Thanks for any help.
Jynx.
"Mark Sowell" <rmso...@mem.bellsouth.net> wrote in message
news:3C2824C8...@mem.bellsouth.net...
| If you home users have not already pulled all your hair out why limited
| users cannot run common programs and have them work properly, here is
| your answer.
|
| First of all, Share Program Folder only gives read access to limited
| users. If you are running Netscape which users a common "Users" file to
| store each users configuration, your application will crash when a
| limited users try to save their profile. The "Program Files" directory
| again is only read access for limited users. Any program configurations
| will not get saved.
|
| So you have already figured this out and guess that the only hope is to
| upgrade to Windows Professional so you can get full file security
| access. Well, not necessary! There is a comand that will allow you to
| set privileges to what ever you want for whatever file.
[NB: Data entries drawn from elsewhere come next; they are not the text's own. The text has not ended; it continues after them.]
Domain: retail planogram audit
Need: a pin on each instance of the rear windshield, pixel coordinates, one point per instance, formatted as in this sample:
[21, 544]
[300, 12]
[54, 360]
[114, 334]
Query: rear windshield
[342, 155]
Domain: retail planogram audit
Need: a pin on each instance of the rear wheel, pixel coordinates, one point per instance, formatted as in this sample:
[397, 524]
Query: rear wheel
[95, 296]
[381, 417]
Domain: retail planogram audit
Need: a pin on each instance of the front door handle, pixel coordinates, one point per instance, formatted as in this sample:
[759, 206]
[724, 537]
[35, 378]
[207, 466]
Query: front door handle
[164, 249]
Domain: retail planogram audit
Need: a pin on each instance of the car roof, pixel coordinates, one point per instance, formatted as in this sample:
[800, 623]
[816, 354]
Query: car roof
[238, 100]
Here is a step
| by step procedure (which Microsoft told me after hours on the phone) to
| fix this problem:
|
| Hit Start (you know that annoying Green Button)
| Click on RUN and type CMD
|
| This starts the command interpreter.
|
| Using standard DOS command (remember the CD.. stuff), go one level above
| the directory you want to change the privileges. You cannot changes the
| privileges in the directory you are in!
|
| type CACLS xxx where xxx is the directory name of interest
|
| This will display the current privileges. Note "BUILT-IN" read
| priviledges for users.
|
| To set USER privileges to full, do the following, type:
|
| CACLS xxxx /E /T /G USERS:F
|
| You just set all USERS privileges for the xxxx directory and all sub
| directories to Full access. If you do not want to set all users to
| full, you can substitute USERS to any login username you would like or
| EVERYONE. If you choose EVERYONE, beware since this opens it up to
| internet folks.
|
| If you want to get the command for CACLS, type in by itself.
|
| Use this at your own risk. This has allowed me to open my Program Files
| so that users can run games and other programs and save their games.